Keywords: Family Therapy Techniques, Adolescent Behavioral Treatment, Usual Care, Core Elements
Ecological family therapy (FT) is an approach with strong empirical support for treating adolescent behavior problems that focuses on intervening directly with family members to repair intrafamilial relationships and addressing challenges encountered by adolescents and caregivers in key extrafamilial systems (Baldwin, Christian, Berkeljon, & Shadish, 2012). Despite their exceptional research portfolio, manualized FT models have not been widely adopted in frontline behavioral care. In response to implementation barriers commonly encountered with manualized treatments, experts in mental health, substance use, and behavioral health policy advocate an additional strategy to complement manual-driven dissemination: Focus on core elements of evidence-based interventions (EBIs) that represent a reduced set of intervention techniques common to multiple treatments for a given disorder (Chorpita, Daleiden, & Weisz, 2005; Chorpita & Daleiden, 2009).
The core elements strategy opens the door to investigating non-manualized EBIs that are practiced in everyday behavioral care. At this time, relatively little is known about how EBIs perform in clinically representative conditions. To advance the science of EBI dissemination and implementation, it is critical to learn more about whether and how non-manualized EBIs are delivered in usual care, and as importantly, whether EBI use is associated with meaningful improvement in the clinical disorders that prompt treatment referral (Garland, Bickman, & Chorpita, 2010; Weisz, Bearman, Santucci, & Jensen-Doss, 2017).
The current study advances EBI implementation science by testing whether delivery of core FT techniques implemented in usual care predicts long-term outcomes for adolescent behavior problems. To date, all studies of FT technique-outcome relations have focused on adherence to a manualized model, with “adherence” operationalized as utilization of manual-specific FT techniques. FT adherence-outcome studies have generally demonstrated significant results (Gillespie, Huey, & Cunningham, 2017; Hogue et al., 2008; Robbins et al., 2011), with each, in some form, demonstrating a positive correlation between adherence and outcome.

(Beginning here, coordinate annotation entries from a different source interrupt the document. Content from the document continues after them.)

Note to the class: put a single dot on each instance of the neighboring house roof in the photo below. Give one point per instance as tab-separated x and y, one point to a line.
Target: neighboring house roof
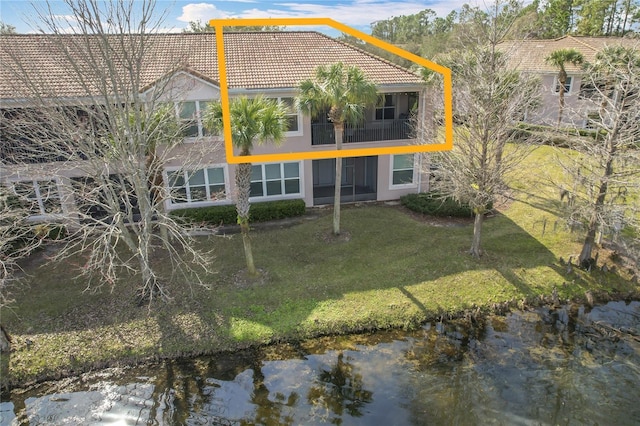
258	60
529	55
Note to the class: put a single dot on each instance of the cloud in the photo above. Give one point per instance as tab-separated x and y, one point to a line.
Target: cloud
355	13
201	12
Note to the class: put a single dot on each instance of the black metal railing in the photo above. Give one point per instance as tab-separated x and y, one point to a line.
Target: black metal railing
323	133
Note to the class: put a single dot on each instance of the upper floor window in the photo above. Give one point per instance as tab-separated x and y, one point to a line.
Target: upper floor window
386	107
276	179
192	186
41	197
190	115
567	85
294	123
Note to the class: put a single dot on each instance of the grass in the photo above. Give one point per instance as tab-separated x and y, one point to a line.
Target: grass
392	269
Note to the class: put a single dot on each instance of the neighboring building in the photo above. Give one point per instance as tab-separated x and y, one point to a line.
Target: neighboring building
268	63
529	56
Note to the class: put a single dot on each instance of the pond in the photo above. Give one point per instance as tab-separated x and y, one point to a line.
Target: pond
570	365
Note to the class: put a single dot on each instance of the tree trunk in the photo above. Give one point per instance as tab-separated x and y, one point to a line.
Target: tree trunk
562	82
248	252
587	246
5	355
243	185
477	232
338	130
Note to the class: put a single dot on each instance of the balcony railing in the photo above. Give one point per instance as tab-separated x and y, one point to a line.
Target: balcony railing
323	133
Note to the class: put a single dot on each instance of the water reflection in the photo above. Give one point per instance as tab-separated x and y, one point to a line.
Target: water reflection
562	366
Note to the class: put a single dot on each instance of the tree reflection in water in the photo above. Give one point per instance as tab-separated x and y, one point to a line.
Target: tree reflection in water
338	389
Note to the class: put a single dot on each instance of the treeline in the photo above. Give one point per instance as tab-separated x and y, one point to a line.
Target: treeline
427	34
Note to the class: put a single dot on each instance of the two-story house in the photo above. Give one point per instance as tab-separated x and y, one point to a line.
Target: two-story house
267	63
579	94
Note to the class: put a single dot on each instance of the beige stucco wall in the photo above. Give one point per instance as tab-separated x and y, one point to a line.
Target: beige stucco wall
197	153
575	111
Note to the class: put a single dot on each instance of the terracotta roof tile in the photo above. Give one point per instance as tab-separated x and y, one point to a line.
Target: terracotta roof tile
254	60
529	55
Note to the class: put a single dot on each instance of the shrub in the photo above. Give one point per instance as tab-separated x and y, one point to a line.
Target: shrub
226	214
434	204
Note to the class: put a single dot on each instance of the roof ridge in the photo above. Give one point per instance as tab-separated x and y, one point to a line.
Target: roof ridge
373	55
575	38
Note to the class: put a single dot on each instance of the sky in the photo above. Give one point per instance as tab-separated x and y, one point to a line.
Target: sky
358	14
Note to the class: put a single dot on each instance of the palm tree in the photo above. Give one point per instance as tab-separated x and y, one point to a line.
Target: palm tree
344	91
559	59
253	120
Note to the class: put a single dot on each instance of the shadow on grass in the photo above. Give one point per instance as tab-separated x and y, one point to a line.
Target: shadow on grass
393	270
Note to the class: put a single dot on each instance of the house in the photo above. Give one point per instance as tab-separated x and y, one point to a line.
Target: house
267	63
580	103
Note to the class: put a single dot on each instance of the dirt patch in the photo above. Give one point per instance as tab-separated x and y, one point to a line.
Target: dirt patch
441	222
242	279
330	238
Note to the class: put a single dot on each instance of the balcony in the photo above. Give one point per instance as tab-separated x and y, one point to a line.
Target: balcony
323	133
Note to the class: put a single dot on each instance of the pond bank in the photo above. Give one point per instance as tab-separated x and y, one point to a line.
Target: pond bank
538	366
393	272
475	315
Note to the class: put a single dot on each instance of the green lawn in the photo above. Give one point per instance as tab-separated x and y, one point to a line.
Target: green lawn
393	270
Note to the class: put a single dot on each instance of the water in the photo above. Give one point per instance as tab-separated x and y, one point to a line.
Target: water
570	366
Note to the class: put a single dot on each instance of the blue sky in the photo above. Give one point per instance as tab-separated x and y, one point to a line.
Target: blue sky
355	13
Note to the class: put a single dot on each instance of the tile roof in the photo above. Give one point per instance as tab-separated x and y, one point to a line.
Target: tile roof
257	60
529	55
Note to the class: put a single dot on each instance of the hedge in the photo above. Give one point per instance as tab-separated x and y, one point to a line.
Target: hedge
434	204
226	214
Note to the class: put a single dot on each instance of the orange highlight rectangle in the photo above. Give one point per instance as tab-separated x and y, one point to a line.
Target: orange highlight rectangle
218	25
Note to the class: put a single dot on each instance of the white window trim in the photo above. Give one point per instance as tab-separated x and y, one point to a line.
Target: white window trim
413	184
36	187
556	83
198	118
394	97
298	114
281	196
170	205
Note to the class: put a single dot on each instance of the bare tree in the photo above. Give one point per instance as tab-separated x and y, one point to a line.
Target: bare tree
605	176
489	97
106	147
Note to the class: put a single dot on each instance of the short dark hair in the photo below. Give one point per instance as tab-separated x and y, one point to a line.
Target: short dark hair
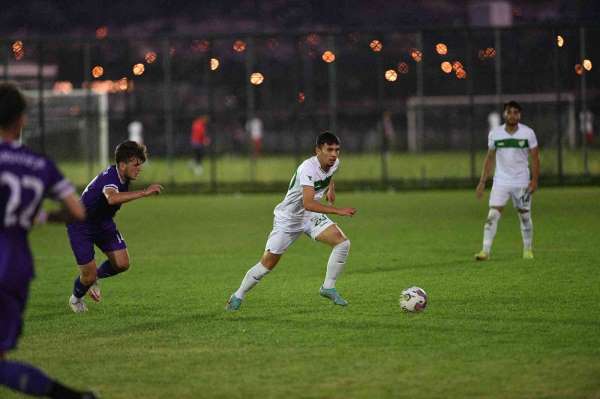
512	104
12	104
327	138
130	149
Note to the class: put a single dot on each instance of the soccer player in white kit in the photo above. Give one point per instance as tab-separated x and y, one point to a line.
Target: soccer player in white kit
302	212
510	144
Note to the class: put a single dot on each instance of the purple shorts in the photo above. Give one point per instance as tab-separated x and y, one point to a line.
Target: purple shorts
84	235
11	320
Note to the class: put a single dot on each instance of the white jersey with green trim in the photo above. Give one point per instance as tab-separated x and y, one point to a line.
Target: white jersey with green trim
512	154
289	213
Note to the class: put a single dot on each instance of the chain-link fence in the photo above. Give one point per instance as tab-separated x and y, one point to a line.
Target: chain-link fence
413	108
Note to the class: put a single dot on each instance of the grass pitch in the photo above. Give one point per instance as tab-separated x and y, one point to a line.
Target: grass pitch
507	328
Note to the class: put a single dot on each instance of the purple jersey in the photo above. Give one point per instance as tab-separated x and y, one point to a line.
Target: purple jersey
95	201
25	179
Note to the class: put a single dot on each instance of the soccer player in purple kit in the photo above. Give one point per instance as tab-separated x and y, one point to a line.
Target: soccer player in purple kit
25	179
102	199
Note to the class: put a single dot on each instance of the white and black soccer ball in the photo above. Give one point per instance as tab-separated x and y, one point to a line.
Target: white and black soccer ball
413	299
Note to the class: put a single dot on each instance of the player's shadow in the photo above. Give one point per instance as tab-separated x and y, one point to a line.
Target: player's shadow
167	323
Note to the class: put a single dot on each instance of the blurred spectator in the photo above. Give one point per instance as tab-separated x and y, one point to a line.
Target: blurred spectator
199	140
255	128
136	131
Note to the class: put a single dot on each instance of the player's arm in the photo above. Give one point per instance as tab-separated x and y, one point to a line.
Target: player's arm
71	210
114	197
330	196
486	172
535	168
310	204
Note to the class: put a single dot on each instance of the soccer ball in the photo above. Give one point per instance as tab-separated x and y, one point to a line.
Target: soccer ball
413	299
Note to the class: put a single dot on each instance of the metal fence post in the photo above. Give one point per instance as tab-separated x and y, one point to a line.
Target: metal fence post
583	114
212	118
380	118
41	108
557	111
471	68
168	107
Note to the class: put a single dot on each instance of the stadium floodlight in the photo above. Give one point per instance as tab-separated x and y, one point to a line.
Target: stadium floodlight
75	125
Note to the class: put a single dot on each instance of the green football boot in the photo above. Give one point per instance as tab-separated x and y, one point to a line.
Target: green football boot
482	256
333	295
233	303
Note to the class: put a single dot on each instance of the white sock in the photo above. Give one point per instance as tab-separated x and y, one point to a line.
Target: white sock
251	278
489	229
336	263
526	230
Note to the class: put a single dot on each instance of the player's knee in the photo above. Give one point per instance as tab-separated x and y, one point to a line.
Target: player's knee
122	266
88	276
343	246
525	217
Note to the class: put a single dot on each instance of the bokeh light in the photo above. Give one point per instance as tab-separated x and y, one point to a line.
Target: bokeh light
490	52
328	56
201	46
391	75
239	46
403	68
441	48
97	71
446	67
416	55
150	57
18	49
122	84
62	87
456	65
313	39
376	45
256	78
138	69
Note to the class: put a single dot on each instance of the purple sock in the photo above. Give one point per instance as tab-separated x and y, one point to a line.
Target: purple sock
24	378
79	289
106	270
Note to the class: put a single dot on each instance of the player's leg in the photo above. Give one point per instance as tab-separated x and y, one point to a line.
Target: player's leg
322	229
277	244
522	202
498	198
82	244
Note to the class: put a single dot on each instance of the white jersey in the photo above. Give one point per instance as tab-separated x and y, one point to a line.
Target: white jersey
289	213
512	154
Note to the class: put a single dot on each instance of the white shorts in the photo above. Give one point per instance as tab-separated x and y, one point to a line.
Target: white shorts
520	196
314	224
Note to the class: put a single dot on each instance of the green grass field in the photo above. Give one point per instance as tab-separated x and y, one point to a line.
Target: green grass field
507	328
267	169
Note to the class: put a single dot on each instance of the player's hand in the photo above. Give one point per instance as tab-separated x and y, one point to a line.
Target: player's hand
153	189
480	189
330	196
346	211
41	217
532	186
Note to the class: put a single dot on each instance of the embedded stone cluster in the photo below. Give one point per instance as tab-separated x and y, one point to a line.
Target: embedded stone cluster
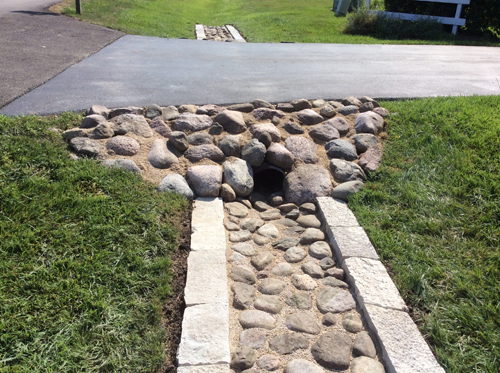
324	147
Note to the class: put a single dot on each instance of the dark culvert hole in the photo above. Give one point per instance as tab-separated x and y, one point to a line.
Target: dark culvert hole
268	180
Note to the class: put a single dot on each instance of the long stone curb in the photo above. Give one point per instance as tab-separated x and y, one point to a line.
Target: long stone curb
204	346
403	348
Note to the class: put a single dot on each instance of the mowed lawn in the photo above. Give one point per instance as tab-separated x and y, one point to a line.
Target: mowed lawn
433	213
301	21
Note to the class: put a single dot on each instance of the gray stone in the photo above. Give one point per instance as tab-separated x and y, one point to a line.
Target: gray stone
300	300
309	221
177	184
210	151
243	274
178	140
245	107
370	161
295	254
92	121
254	338
302	148
232	121
159	156
364	364
334	300
227	193
85	146
271	286
309	117
302	366
329	319
188	122
324	132
123	164
343	171
152	111
285	344
312	269
293	128
103	131
257	319
268	303
205	180
300	104
123	145
261	128
304	282
243	358
244	295
303	323
369	122
348	110
364	141
240	236
244	248
344	190
333	350
363	345
285	243
252	224
269	362
280	156
320	250
230	146
352	322
340	124
306	183
254	152
311	235
341	149
136	124
334	282
262	260
200	138
239	175
170	113
236	209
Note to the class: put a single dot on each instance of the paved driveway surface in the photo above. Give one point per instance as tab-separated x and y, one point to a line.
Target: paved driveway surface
137	70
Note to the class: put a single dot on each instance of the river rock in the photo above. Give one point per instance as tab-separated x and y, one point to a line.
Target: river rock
302	148
369	122
123	145
306	183
86	146
205	180
232	121
333	350
177	184
239	175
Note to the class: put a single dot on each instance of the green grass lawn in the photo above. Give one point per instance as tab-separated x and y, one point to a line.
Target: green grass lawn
84	257
433	213
301	21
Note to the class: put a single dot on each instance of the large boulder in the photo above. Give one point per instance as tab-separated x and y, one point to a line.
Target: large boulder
239	175
177	184
306	183
206	180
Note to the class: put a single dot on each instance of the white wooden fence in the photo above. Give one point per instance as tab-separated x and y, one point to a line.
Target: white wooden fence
456	21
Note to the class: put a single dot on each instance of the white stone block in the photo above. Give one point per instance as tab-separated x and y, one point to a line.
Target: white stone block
206	278
372	283
404	350
217	368
336	213
350	242
205	335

The current study is a secondary analysis of a randomized trial examining the effectiveness of non-manualized FT in usual care for adolescent behavior problems (Hogue et al., 2015). The current study extends these findings by examining direct associations between the use of specific FT techniques and clinical outcomes. Therapists provided post-session self-report data on use of core FT interventions; adolescent outcomes were assessed up to one-year post-baseline. We hypothesized that greater use of core FT techniques would predict greater decreases for the clinical outcomes assessed.
Method
Participants and Procedures
The study sample was drawn from clients enrolled in a parent randomized trial (Hogue et al., 2015). Clients from the parent trial were retained if (a) their therapist submitted at least one self-report checklist on FT technique use and (b) they completed at least one follow-up interview. The study sample was comprised of 70 adolescents averaging 15.4 years of age (SD = 1.5), 53% of whom were female. They self-reported Hispanic (64%), African American (16%), multiracial (11%), and other (9%) ethnicities. The most commonly diagnosed psychiatric disorders were: Oppositional Defiant Disorder (ODD) = 92%, Attention-Deficit/Hyperactivity Disorder = 77%, Conduct Disorder (CD) = 47%, Mood Disorder or Dysthymia = 44%, and Substance Use Disorder (SUD) = 20%. A total of 86% of the sample was diagnosed with more than one disorder.
The study was conducted under approval of the governing Institutional Review Board. Adolescents were referred from schools (80%), family service agencies (14%), juvenile justice or child welfare sources (3%), and other sources (3%). Participants were assessed at baseline and randomized to UC-FT versus UC-Other (described below) at the completion of baseline. Follow-up assessments were conducted at 3, 6, and 12 months following baseline with completion rates of 86%, 84%, and 87%, respectively.
The UC-FT condition consisted of a community mental health clinic that featured family therapy as the standard-of-care approach for behavioral interventions with youth. The site did not use a FT treatment manual or protocol of any kind. Fourteen therapists provided treatment for 39 participants. They ranged from 28 to 59 years; 7 were female, 7 were Hispanic American, and as a group they averaged 3.1 years (SD = 4.3) postgraduate therapy experience. Five did not provide demographic data.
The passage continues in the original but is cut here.